Collaborative worked with NAESP to revise the guidebook using the most recent and relevant research, trends, tools and information available. In tandem, Collaborative created a landmark publication for NAESP titled, Vision 2021: Transformations in Leading, Learning and Community that explores these trends and paints a vivid picture of the future of learning. Leading Learning Communities: Standards for What Principals Should Know and Be Able To Do, Second Edition, can be ordered from NAESP. Collaborative also created the Leading Learning Communities Executive Summary, which can be downloaded for free off the NAESP homepage.

Our Impact 

The national education newspaper, Education Week, provided coverage on NAESP’s release of this new edition of Leading Learning Communities and of Vision 2021. Read the article, Principals’ Group Updates Standards for Leadership, published April 9, 2008. Together, these guidebooks form the Leading Learning Communities series, a series that continues to expand the horizon for principals while providing these leaders with the support they need.

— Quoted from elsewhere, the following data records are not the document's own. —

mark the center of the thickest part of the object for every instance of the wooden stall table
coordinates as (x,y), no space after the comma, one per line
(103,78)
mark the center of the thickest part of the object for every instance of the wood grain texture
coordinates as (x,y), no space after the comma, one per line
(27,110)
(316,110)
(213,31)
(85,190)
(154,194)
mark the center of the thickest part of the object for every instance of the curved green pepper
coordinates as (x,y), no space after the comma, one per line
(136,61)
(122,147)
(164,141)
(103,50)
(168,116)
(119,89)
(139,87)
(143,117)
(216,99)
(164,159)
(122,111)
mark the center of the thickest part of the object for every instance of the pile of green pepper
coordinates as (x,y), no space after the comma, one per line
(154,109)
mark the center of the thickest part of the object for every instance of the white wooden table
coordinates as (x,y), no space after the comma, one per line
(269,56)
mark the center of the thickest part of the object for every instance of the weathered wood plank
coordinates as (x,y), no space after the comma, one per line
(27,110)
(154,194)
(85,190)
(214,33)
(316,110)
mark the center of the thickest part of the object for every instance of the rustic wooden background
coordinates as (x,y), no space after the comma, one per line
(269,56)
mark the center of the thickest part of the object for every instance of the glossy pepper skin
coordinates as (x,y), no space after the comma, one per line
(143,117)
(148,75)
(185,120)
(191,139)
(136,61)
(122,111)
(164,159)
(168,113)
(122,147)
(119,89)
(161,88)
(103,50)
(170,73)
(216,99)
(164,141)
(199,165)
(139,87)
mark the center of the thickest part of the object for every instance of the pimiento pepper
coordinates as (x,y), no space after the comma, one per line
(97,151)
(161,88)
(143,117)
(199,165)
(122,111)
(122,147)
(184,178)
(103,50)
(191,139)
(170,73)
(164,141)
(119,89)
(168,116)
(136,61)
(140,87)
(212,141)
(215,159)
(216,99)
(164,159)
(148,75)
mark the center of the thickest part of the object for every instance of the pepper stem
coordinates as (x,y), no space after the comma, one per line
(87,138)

Developing an Online Community for Elementary School Principals

The Challenge 

The National Association of Elementary School Principals (NAESP) needed to launch a new and improved Web site. This site was meant to be the online community of practice for principals across the nation.

Our Approach 

Collaborative served as the lead project manager, designed the look and feel, developed intuitive navigation, and helped to create inviting and user-friendly content for the new Web site. In part due to Collaborative’s extensive relationship with NAESP, as well as the firm’s strategic communications work, the site focuses on aligning programs and practices of the Association with the real needs of the membership—ultimately creating a visually engaging and content-rich Web site. The basis for the main navigation is an off-shoot of the Leading Learning Communities series — the landmark standards publications that Collaborative has developed in partnership with NAESP over the past seven years.

Our Impact 

The Web site’s look and feel is a product of Collaborative’s careful positioning and branding of the organization. Earlier in 2008, Collaborative helped NAESP create a new logo that would honor the Association’s upcoming 100th anniversary. Using the foundation of the logo development—a focus on energy and timeliness—the new Web site honors the past, grounds NAESP in the present and helps the organization look to the future.

A New Day for Schools: The Expanded Learning Time Summit

The Challenge 

Collaborative teamed up with Massachusetts 2020 and the Massachusetts Department of Education to manage A New Day for Schools: The Expanded Learning Time Summit.

Our Approach 

Collaborative oversaw the Expanded Learning Time Summit’s logistical needs and catering, disseminated invitations and a post-summit evaluation, coordinated the online and on-site registration processes, and managed the design process and agenda and materials development.

Our Impact 

The one-day summit brought together principals, teachers and educators to join in conversations on the Expanded Learning Time (ELT) initiative. This meeting demonstrates Collaborative’s continued experience with developing and hosting meetings for educational endeavors across the country.